Patenten op algoritmes
Analoog aan bovenstaand voorbeeld zal er in de toekomst sprake zijn van kennis met veel waarde. Bijvoorbeeld kennis in de vorm van een gepatenteerd AI-algoritme. Het is niet ondenkbaar dat dit algoritme grote gezondheidsvoordelen oplevert voor groepen mensen met toegang ertoe. Sterker nog, veel ontwikkelaars van AI-algoritmes hebben dit als doel. Hoe maatschappelijk geaccepteerd zouden wij het vinden als een handvol commerciële bedrijven bepaalt wie wel en wie niet toegang heeft tot dit algoritme? Voor dit algoritme is er vanzelfsprekend geen enkele praktische beperking dit zo breed mogelijk toe te passen. Waar een vaccin nog in een fabrieksomgeving gemaakt wordt, kan het algoritme simpelweg tussen computers gekopieerd worden.
FAIR & Prikkels
In de wetenschap is er een groeiende beweging die de FAIR data principes hanteert2. FAIR betekent dat data Findable, Accessible, Interoperable en Reusable is. Gepubliceerde artikelen dienen de onderliggende data FAIR beschikbaar te stellen, zodat snelle reproductie van het onderzoek mogelijk is. Zo zouden we als geheel van kennisinstellingen minder vatbaar moeten zijn voor toevallige of misleidende onderzoeksresultaten.
De implicatie van deze FAIR-uitgangspunten voor een individuele onderzoeker en zijn/haar onderzoeksgroep zijn vanzelfsprekend erg groot. Waar men vroeger publicaties scoorde en individueel status verwierf door veel tijd en energie te steken in het vergaren van unieke datasets, komt deze data nu plotseling ten dienste van het grotere geheel. Dat is voor het individu spannend, maar voor het systeem niet onoverkomelijk. Als we de prikkels voor presteren weghalen bij het individu en veel meer waarde toekennen aan het geheel, zal deze spanning wegebben.
Blik op oneindig
Naast de beweging van individu naar geheel hoort ook de denkstap van nu naar later. Simon Sinek schrijft in zijn boek ‘The Infinite Game’ over organisaties die eindig- of oneindig-denken. Eindig-denken betreft concrete doelen en duidelijke stappen, over winnen of verliezen: zoals een potje schaken of tennis. Op een gegeven moment is de winnaar bekend.
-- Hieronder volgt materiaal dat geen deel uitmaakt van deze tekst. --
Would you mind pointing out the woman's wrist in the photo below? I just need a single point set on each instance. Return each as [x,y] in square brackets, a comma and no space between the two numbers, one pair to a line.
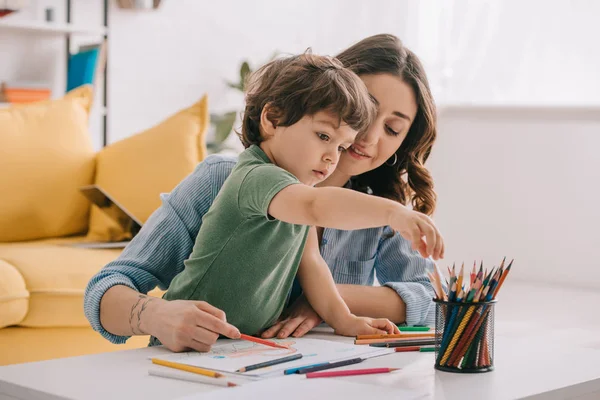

Oneindig-denken gaat over continu leren en doorontwikkelen, gestimuleerd door rivalen, gedragen door een ‘Just Cause’. Een Just Cause is:
- Voor iets - bevestigend en optimistisch.
- Inclusief - open voor een ieder om mee te doen.
- Service georiënteerd - voor het welzijn van anderen.
- Weerbaar - kan politieke, technologische en culturele veranderingen doorstaan.
- Idealistisch - groot, ambitieus en uiteindelijk onbereikbaar.
Waar je met eindig-denken ‘wint’ door kennis bij jezelf te houden, geeft oneindig-denken de ruimte om delen als default te omarmen. Hoog tijd dat bestuurders en toezichthouders een eigen ‘Just Cause’ gaan opstellen.